My husband has been diagnosed with dementia. I do have a caregiver who is here 4 hrs a day Mon-Fri. My husband is pretty much house bound except for doctor appointments. He has episodes of incontinence so he doesn't really like to leave the house. But I feel bad when I leave the house without him, even though he has a wonderful care-giver. But I need to be able to have a conversation with people who make sense when you talk to them.
All the best
You love him. He loves you. He would want the best for you. You want to be your best. Everybody wins.
If the caregiver is wonderful then you do not have to feel guilty. I know that you are grateful that you are blessed with a terrific caregiver.
Contact with other adults refreshes the spirit, relieves anxiety, and allows you to be your best self.
Don’t leave for yourself, leave for your husband, and come back for him too.
Please find a way to get rid of that guilt!
You need to get out when you can. Just say, "I love you. I'll be back soon." and off you go for shopping or book group or exercise class.
How great you have a care giver/helper you like. Treasure that.
you can not help that he has a disease, whether it be dementia, cancer or something else, it happened and you have no control over it. You will be a much better wife and caregiver if you take time for your needs. You can not subjugate yourself to the caregiver role 100%.
learn how to love yourself. Tell yourself, I am a good wife, my husband has care while I’m gone, I need to do self care so I don’t burnout. I applaud you for doing this! Now go and don’t look back as though you've committed a crime. Perhaps get yourself into an Alzheimer’s support group. They will support your decision!
As one with IBSD and BAM, double causes of severe bouts of diarrhea, there are times it is impossible for me to leave home. When it is severe, it is difficult at times to even stop cooking, wash hands, and make it to the bathroom in time. I wouldn’t care if the spouse went somewhere without me, want him to carry on life as normally as possible.
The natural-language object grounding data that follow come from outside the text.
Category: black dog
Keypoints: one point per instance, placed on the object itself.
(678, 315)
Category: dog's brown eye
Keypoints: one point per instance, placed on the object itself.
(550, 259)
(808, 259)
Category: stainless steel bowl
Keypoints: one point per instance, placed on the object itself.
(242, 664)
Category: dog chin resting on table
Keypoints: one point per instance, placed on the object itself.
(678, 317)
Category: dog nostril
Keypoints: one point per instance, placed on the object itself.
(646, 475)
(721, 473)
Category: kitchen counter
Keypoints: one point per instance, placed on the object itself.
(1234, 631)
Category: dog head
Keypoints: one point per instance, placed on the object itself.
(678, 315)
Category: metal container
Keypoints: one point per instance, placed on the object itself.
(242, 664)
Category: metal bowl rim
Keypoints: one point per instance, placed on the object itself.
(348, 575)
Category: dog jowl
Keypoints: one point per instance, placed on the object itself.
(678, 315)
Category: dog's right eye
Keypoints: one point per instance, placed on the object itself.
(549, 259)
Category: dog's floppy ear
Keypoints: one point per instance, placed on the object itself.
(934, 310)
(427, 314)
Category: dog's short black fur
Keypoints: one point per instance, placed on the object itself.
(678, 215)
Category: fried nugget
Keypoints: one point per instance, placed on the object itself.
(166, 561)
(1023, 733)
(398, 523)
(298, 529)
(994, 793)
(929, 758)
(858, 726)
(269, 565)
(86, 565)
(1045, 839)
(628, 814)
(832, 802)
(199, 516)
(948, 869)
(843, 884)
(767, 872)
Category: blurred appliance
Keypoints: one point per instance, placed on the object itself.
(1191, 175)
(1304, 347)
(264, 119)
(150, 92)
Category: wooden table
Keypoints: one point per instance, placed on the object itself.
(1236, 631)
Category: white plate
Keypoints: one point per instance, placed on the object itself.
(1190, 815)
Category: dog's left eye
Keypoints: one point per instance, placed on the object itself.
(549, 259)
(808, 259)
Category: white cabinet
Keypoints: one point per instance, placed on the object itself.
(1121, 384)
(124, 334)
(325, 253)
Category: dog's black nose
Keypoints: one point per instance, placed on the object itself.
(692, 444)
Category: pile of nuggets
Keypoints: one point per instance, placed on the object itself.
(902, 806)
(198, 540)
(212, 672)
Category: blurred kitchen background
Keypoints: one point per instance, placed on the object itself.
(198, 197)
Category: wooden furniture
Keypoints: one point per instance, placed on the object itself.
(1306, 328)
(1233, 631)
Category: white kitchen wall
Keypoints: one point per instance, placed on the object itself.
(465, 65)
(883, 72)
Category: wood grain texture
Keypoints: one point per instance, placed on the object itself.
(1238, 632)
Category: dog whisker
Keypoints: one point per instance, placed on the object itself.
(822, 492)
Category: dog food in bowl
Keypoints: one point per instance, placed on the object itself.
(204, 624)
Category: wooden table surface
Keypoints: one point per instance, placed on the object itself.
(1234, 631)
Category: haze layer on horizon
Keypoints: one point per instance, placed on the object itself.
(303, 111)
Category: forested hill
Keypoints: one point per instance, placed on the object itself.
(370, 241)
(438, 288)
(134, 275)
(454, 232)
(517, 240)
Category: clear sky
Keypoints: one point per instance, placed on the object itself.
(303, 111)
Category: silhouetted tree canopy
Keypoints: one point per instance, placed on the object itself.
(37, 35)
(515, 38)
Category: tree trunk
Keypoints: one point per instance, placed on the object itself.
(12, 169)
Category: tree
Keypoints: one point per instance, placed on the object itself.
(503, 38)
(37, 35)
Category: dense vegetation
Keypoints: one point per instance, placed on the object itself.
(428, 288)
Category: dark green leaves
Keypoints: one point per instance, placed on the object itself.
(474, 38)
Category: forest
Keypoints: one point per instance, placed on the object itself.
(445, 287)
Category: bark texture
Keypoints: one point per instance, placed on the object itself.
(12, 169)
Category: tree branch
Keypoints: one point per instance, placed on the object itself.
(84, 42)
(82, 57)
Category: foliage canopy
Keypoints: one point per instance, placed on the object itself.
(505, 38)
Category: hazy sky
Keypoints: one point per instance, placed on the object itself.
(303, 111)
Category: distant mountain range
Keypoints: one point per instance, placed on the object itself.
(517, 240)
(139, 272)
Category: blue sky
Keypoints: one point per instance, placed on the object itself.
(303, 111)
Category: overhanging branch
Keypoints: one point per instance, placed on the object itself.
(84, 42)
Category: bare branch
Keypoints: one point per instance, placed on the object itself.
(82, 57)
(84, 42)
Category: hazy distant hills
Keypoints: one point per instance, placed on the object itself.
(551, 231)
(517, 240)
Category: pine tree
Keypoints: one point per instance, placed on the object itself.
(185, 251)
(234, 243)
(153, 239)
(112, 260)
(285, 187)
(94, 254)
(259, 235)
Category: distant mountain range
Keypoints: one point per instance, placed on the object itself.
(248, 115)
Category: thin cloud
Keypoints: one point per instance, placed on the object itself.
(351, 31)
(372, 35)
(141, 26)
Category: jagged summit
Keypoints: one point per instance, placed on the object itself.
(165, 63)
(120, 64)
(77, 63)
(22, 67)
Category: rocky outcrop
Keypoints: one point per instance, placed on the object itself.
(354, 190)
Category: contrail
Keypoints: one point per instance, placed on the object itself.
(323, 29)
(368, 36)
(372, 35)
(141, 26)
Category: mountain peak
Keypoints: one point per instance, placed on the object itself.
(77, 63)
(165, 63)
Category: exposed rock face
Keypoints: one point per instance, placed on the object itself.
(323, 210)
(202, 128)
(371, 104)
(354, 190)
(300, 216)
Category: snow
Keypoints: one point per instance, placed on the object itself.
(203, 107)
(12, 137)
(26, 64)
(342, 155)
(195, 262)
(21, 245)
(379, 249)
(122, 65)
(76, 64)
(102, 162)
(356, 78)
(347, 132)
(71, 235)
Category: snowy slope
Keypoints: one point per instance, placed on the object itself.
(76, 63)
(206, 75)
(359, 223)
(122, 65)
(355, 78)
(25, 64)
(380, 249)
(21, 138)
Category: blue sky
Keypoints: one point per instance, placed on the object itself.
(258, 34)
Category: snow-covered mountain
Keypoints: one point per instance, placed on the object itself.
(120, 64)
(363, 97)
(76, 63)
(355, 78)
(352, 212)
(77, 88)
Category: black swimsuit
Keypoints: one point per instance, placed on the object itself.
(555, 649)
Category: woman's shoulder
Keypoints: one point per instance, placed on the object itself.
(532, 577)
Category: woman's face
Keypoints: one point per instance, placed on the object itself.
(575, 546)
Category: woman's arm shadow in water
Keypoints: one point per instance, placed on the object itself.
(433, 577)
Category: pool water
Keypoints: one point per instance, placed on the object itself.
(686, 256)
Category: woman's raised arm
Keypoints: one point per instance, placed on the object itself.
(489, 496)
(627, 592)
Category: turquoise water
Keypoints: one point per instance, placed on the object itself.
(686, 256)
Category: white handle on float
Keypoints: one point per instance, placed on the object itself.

We have enough adapting to do, with these horrific bowel diseases, despite the medications that sometimes work, and sometimes do not.
We just took turns (hard to believe that we all got along in those days!!) giving her time away. He never had 'not family' care so he was 'alone' when she left, but there was someone with him, always.
I know it was hard for her, as he would often call her and ask when she was coming home and that made her anxious.
Funny thing--I just got through with chemo for lymphoma. My Dh went on two separate business trips both lasting 3 weeks each. He called me once during one trip and texted me during the other. It's lucky for me that I have great neighbors. He could not bear to see me bald and sick, so he simply put me on the back burner and ignored me.
Everyone is different and their wants and needs are different. I could not do enough for my DH and he couldn't have done less.
Finding a happy medium (which we never did) would be optimal, so I would suggest talking it out and coming to a place where he doesn't feel abandoned and you don't feel like an unpaid CG.
The MANY times my DH has been 'laid up' with something, he wants me right there 24/7. It's exhausting and I know I would get angry with him and that didn't help. He never figured out that I needed to get away from him from time to time.
Lunch out with a friend or just a long walk would refresh me enough that I could go back into the trenches and be OK.